IHS Towers, the largest provider of telecommunications towers in Africa, has successfully obtained a substantial loan amounting to $439 million. This financial infusion is aimed at mitigating currency-related risks and bolstering the company’s operations that span various regions. A significant portion of this loan, nearly half, is denominated in South African Rand, while the remaining balance, which is $255 million, is in United States Dollars (USD).
The primary purpose of this newly acquired loan is for IHS Towers to settle an existing debt of $430 million that originated in October 2022 and was scheduled for maturity in the year 2025. By opting to refinance this debt well in advance of its due date, IHS Towers is positioned to potentially reap the benefits of more favorable lending terms. These benefits could include reduced interest expenses and the provision of an extended timeframe for the repayment of its debt. The financial strategy employed in this transaction is characterized as “leverage neutral.” This indicates that the transaction is structured in such a way that it will not cause a significant alteration to the company’s debt-to-equity ratio.
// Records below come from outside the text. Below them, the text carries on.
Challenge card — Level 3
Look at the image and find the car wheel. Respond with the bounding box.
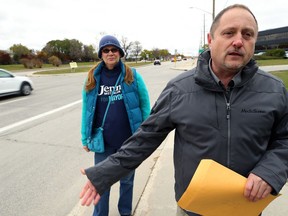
[20,83,32,95]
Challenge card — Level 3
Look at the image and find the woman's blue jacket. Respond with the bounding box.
[81,62,150,146]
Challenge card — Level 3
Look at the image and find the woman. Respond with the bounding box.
[81,35,150,216]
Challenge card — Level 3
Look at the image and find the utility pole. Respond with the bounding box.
[212,0,215,20]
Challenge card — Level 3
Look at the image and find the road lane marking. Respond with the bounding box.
[0,98,28,106]
[0,100,82,134]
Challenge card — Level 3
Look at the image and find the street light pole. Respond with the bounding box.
[212,0,215,21]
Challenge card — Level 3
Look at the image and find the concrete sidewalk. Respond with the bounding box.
[72,59,288,216]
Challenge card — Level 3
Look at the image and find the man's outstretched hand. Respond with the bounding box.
[80,169,100,206]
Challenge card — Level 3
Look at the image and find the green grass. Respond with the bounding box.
[271,70,288,89]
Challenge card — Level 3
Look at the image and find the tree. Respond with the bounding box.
[140,49,152,60]
[131,41,142,63]
[120,36,133,60]
[9,44,31,63]
[0,50,12,65]
[83,45,97,62]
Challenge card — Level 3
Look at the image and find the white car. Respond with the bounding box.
[0,68,33,97]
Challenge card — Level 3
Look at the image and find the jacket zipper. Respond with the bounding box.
[224,89,231,167]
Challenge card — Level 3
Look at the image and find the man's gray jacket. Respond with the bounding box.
[86,51,288,201]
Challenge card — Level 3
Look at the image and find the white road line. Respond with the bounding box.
[0,100,82,134]
[0,98,28,106]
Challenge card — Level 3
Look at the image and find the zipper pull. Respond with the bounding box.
[226,103,231,120]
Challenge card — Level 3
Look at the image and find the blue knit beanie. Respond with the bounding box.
[98,35,124,59]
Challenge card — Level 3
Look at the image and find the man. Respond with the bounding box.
[80,4,288,215]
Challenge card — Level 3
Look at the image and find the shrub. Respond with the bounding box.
[48,56,62,67]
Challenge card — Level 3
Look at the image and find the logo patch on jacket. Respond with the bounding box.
[241,108,265,113]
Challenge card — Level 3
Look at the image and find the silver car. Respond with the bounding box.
[0,68,33,97]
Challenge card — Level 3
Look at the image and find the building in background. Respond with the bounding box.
[255,26,288,53]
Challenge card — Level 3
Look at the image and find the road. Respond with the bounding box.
[0,59,189,216]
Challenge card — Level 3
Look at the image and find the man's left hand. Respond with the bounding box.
[244,173,272,202]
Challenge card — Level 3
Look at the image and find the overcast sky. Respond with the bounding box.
[0,0,288,55]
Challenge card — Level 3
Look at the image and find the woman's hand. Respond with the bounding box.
[80,169,100,206]
[83,146,90,152]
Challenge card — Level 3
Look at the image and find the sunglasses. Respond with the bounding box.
[102,48,119,54]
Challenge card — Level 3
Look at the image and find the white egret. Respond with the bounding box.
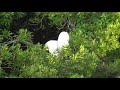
[45,31,69,55]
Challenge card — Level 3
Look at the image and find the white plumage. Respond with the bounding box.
[45,31,69,55]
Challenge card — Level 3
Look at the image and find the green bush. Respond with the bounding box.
[0,12,120,78]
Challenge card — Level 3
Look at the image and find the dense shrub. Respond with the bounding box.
[0,12,120,78]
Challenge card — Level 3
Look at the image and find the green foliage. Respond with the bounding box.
[0,12,120,78]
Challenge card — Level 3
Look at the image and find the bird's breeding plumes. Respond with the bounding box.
[45,31,69,55]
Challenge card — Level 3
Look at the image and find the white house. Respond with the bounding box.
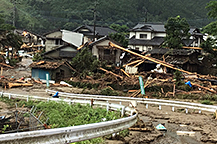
[73,25,117,44]
[128,23,203,51]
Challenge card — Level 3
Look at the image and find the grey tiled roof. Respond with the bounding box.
[73,25,117,36]
[129,37,164,46]
[131,23,165,32]
[148,48,197,56]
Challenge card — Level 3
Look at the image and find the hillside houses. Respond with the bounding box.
[128,23,203,51]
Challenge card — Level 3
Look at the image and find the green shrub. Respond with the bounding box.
[8,58,19,66]
[201,100,213,105]
[100,88,118,96]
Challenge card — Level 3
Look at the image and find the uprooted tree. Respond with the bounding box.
[163,16,190,49]
[71,47,100,78]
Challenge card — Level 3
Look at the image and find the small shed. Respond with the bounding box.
[29,61,74,82]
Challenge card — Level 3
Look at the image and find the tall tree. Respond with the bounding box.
[200,1,217,58]
[0,15,22,56]
[109,23,129,47]
[164,16,190,49]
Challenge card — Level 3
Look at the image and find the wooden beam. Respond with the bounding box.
[182,47,202,50]
[99,68,123,79]
[109,42,194,74]
[121,69,130,77]
[133,60,144,67]
[0,63,14,68]
[185,80,217,93]
[123,60,143,67]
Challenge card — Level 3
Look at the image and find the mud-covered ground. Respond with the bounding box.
[107,104,217,144]
[0,59,217,144]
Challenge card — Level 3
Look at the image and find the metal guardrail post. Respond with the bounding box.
[185,108,188,114]
[159,105,161,110]
[106,103,109,112]
[121,106,125,117]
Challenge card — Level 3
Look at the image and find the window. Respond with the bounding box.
[104,49,110,55]
[148,47,152,51]
[140,34,147,39]
[55,39,63,45]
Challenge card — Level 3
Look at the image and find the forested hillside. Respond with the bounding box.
[0,0,214,33]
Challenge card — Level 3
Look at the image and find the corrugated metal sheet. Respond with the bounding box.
[32,68,51,80]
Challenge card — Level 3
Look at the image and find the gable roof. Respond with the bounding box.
[73,25,117,36]
[129,37,164,46]
[89,36,122,46]
[41,44,77,56]
[130,23,166,33]
[43,29,61,37]
[148,48,198,56]
[29,61,73,70]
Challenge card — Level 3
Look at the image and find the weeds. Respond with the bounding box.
[201,100,213,105]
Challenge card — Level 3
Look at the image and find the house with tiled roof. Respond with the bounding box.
[73,25,117,44]
[128,23,203,51]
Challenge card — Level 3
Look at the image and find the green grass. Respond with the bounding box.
[0,97,128,144]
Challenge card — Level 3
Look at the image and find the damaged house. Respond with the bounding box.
[73,25,117,44]
[149,48,201,72]
[29,61,74,82]
[41,44,78,61]
[89,36,121,64]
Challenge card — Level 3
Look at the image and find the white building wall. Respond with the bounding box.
[152,33,166,38]
[92,45,99,59]
[129,32,136,38]
[136,32,152,40]
[128,45,153,52]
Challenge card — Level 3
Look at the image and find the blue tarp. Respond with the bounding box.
[32,68,51,80]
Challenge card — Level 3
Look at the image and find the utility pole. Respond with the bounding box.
[93,0,98,41]
[144,6,148,23]
[13,0,17,27]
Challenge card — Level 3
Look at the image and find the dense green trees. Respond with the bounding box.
[71,47,100,78]
[164,16,190,49]
[0,15,22,53]
[200,1,217,58]
[0,0,210,33]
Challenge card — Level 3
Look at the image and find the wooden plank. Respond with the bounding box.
[0,63,14,68]
[109,42,194,74]
[8,82,33,88]
[133,60,144,67]
[121,69,130,77]
[128,128,151,132]
[99,68,123,79]
[123,60,143,67]
[185,80,217,93]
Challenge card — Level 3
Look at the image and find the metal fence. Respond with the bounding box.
[0,93,138,144]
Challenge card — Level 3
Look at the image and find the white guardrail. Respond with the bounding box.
[0,92,138,144]
[46,89,217,112]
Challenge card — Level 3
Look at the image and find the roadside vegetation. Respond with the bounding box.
[0,97,128,144]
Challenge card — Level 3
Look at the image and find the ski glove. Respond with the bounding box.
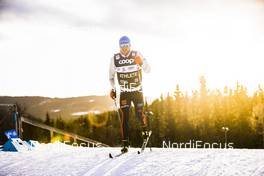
[135,55,143,66]
[110,89,116,100]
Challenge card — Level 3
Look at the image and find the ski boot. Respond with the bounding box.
[121,140,129,153]
[141,126,149,139]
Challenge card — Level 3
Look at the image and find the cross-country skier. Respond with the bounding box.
[109,36,150,153]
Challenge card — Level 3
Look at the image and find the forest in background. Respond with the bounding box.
[23,77,264,148]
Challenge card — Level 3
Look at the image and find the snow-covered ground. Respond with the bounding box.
[0,143,264,176]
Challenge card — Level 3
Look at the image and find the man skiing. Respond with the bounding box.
[109,36,150,153]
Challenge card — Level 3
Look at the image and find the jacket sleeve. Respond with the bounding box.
[109,57,116,89]
[137,52,151,73]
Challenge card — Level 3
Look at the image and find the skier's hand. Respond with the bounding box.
[135,55,143,66]
[110,89,116,100]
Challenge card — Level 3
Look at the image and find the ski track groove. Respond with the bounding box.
[0,147,264,176]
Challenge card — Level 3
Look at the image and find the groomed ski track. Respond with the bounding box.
[0,143,264,176]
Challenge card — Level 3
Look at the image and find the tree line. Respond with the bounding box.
[24,77,264,148]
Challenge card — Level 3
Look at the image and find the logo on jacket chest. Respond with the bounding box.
[118,59,134,65]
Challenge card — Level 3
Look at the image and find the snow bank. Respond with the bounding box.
[0,143,264,176]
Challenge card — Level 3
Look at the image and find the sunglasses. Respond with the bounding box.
[120,43,130,48]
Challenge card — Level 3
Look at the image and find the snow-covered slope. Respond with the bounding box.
[0,143,264,176]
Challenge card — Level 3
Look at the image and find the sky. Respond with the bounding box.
[0,0,264,97]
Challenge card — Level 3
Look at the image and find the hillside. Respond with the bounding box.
[0,96,113,119]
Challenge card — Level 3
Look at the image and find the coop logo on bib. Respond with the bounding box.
[118,59,134,65]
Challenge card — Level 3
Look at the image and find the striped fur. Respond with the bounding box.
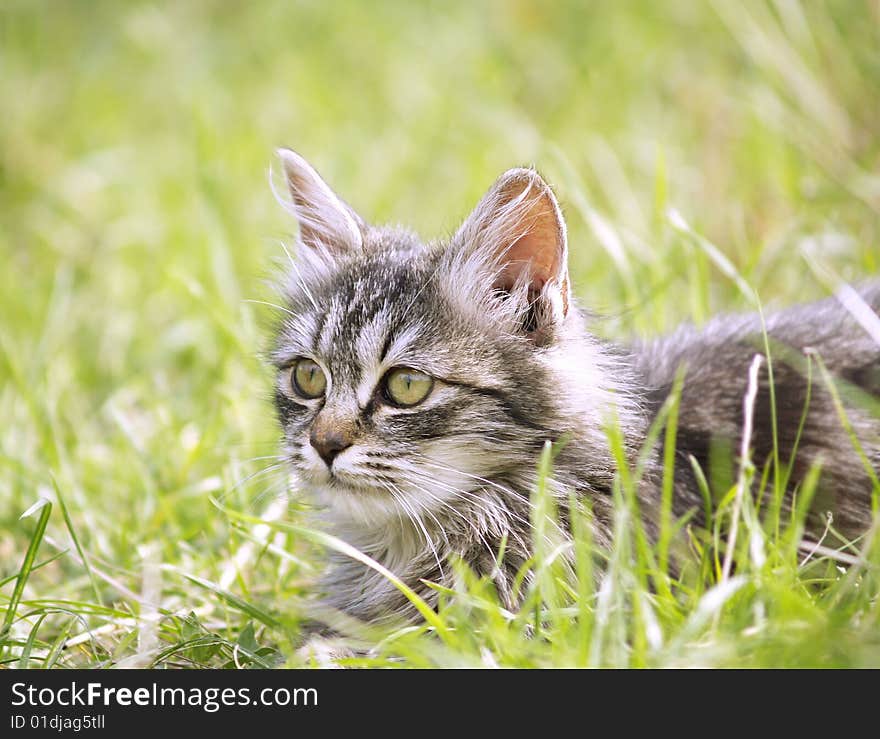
[271,152,880,621]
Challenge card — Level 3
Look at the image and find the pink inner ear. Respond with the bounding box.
[495,194,568,313]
The loan is structured with an interest rate of 4.50% for both the USD and South African Rand components. The interest rate for the USD segment of the loan is linked to the three-month SOFR (Secured Overnight Financing Rate), while the interest rate for the South African Rand segment is associated with the three-month JIBAR (Johannesburg Interbank Average Rate). As these benchmark rates are subject to market fluctuations, they have the potential to influence the total borrowing costs incurred by IHS Towers.
The loan is arranged as a bullet-term loan, which stipulates that IHS Towers is obligated to repay the entire loan amount at the conclusion of the loan term, rather than adhering to a schedule of periodic payments throughout the term. This arrangement provides IHS Towers with immediate access to the loan funds, but also necessitates that the company must be prepared to make a one-time, lump-sum payment at the end of a five-year period.
An IHS Towers spokesperson, clarified that this financing is at the group level and, as such, does not exert a direct influence on any specific market within their operational footprint. In the middle of 2024, IHS Towers faced the necessity to reduce its workforce by 100 employees, a decision influenced by the devaluation of the Nigerian currency, which is a major market for the company. This economic pressure resulted in a significant increase in the company’s losses, which escalated to $1.9 billion in 2023, a stark rise from the $469 million recorded in 2022.
In an effort to diminish its vulnerability to fluctuations in the USD, IHS Towers has been actively pursuing strategies to reduce its exposure to the currency. This includes renegotiating contracts for tower services with key clients, such as MTN Nigeria, to include payment terms in both USD and the local currency. Additionally, the company has incorporated a pricing component to account for diesel costs, which is a critical operational expense.